O Supremo Tribunal Federal (STF) avança para o julgamento de uma ação penal contra o ex-deputado Eduardo Bolsonaro, acusado de coação contra ministros da Corte. O caso, relatado pelo ministro Alexandre de Moraes, foi liberado para análise e aguarda a marcação de data pela presidência da Primeira Turma, sob responsabilidade do ministro Flávio Dino.
Em maio, o relator do processo solicitou as alegações finais tanto da Procuradoria-Geral da República (PGR) quanto da defesa de Eduardo Bolsonaro. As alegações finais representam a última oportunidade para as partes apresentarem seus argumentos, visando a condenação ou absolvição do réu.

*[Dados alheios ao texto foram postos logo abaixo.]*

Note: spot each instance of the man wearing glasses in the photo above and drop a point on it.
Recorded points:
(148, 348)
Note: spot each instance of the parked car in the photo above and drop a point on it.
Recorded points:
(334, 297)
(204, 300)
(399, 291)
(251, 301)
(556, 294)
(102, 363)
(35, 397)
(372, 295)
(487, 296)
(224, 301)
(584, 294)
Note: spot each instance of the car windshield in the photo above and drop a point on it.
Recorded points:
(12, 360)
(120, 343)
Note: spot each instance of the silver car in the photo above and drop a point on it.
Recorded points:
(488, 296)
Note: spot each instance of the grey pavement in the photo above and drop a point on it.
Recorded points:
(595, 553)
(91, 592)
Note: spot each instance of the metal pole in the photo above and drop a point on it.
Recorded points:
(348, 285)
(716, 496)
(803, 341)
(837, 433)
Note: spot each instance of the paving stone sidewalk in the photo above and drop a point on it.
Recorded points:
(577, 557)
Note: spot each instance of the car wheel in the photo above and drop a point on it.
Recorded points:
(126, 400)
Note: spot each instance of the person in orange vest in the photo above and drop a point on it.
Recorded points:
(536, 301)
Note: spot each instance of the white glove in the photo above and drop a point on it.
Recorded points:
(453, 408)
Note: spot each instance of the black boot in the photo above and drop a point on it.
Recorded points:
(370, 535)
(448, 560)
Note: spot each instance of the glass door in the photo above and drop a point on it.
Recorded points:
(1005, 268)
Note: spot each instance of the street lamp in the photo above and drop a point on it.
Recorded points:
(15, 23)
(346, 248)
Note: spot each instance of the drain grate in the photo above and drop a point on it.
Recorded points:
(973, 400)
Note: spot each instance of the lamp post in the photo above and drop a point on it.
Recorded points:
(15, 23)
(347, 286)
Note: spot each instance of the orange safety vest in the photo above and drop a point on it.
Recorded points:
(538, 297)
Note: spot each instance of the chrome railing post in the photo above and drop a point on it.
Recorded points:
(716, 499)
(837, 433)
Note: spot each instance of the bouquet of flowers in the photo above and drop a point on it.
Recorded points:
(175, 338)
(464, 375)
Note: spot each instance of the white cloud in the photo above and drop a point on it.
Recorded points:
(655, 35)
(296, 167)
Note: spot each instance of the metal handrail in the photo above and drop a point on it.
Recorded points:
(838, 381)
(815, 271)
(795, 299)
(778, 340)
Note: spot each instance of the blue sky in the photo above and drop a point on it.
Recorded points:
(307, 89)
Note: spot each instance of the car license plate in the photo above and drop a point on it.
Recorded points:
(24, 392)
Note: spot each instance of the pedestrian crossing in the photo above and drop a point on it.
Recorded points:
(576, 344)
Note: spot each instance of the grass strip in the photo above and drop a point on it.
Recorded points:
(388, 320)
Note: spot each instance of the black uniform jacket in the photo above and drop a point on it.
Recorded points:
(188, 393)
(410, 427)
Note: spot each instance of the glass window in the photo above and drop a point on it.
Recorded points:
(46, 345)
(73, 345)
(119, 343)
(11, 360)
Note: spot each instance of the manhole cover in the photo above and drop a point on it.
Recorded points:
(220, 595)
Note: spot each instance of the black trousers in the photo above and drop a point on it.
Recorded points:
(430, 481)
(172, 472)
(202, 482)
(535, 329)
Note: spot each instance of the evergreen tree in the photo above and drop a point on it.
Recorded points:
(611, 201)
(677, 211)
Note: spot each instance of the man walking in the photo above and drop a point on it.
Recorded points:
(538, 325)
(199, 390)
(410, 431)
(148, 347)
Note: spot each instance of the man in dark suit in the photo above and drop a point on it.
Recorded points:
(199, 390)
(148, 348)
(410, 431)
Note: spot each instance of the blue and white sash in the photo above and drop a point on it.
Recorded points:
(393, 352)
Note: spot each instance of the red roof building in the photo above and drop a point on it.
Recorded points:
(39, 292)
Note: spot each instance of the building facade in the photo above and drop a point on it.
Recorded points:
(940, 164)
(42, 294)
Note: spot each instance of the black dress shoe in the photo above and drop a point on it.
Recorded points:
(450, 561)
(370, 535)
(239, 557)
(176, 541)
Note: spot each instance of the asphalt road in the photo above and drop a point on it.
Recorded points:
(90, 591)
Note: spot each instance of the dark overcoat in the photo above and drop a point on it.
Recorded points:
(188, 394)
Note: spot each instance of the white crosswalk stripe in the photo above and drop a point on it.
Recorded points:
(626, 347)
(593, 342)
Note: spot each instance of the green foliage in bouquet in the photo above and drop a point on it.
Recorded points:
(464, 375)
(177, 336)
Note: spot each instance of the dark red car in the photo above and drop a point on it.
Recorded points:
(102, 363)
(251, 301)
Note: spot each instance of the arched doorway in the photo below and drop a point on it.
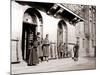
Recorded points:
(30, 23)
(62, 38)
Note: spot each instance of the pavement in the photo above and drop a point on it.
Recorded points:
(55, 65)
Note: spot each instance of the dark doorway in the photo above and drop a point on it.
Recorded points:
(28, 33)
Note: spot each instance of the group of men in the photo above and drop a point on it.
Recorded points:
(39, 50)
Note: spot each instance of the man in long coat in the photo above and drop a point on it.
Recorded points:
(46, 48)
(39, 48)
(76, 52)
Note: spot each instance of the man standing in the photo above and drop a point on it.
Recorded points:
(76, 52)
(46, 48)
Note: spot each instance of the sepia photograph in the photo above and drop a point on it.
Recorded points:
(52, 37)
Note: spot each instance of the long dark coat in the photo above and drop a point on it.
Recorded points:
(39, 48)
(76, 51)
(33, 57)
(46, 47)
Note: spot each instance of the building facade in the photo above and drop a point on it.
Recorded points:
(61, 24)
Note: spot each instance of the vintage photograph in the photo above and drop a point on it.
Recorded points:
(52, 37)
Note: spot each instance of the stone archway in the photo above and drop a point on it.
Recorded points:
(30, 23)
(62, 36)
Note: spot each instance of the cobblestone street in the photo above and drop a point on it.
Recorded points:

A PGR, por meio do procurador-geral Paulo Gonet, manifestou-se pela condenação de Bolsonaro. Segundo a acusação, o ex-parlamentar teria agido de forma "continuada" para constranger ministros do Supremo e interferir no andamento de processos relacionados à tentativa de golpe de Estado. A manifestação da PGR detalha que Bolsonaro articulou, nos Estados Unidos, medidas de pressão internacional contra integrantes do STF, incluindo sanções econômicas e diplomáticas, com o objetivo de beneficiar o ex-presidente Jair Bolsonaro.
"As condutas criminosas estruturaram-se em torno da ameaça de obtenção de sanções estrangeiras, significativamente graves, tanto para os Ministros do Supremo Tribunal Federal como para o Brasil – algumas delas efetivamente aplicadas, após a mobilização de agentes norte-americanos com poder de impor gravames a cidadãos brasileiros", detalhou Gonet na manifestação.
A defesa de Eduardo Bolsonaro, representada pela Defensoria Pública da União (DPU), argumentou que o ministro Alexandre de Moraes não deveria atuar no julgamento, por ser a "principal vítima" das condutas atribuídas ao ex-parlamentar. A DPU sustentou que "sem imparcialidade, o que se tem não é julgamento, mas exercício de poder puro e simples. E poder sem legitimidade, no Estado Democrático de Direito, é arbitrariedade".
A denúncia contra Eduardo Bolsonaro foi apresentada no âmbito de um inquérito da Polícia Federal (PF) e aceita pela Primeira Turma do STF em novembro do ano passado, com votos favoráveis de Alexandre de Moraes, Flávio Dino, Cristiano Zanin e Cármen Lúcia. A abertura formal da ação penal ocorreu em fevereiro. O procurador-geral da República, no entanto, não denunciou Jair Bolsonaro neste caso específico. Ainda há pedidos no STF para que as atuações de Flávio e Jair Bolsonaro sejam incluídas no escopo desta ação, motivados por revelações sobre financiamento de um filme biográfico de Jair Bolsonaro e possíveis conexões com a atuação internacional de Eduardo e campanhas de sanções contra autoridades brasileiras.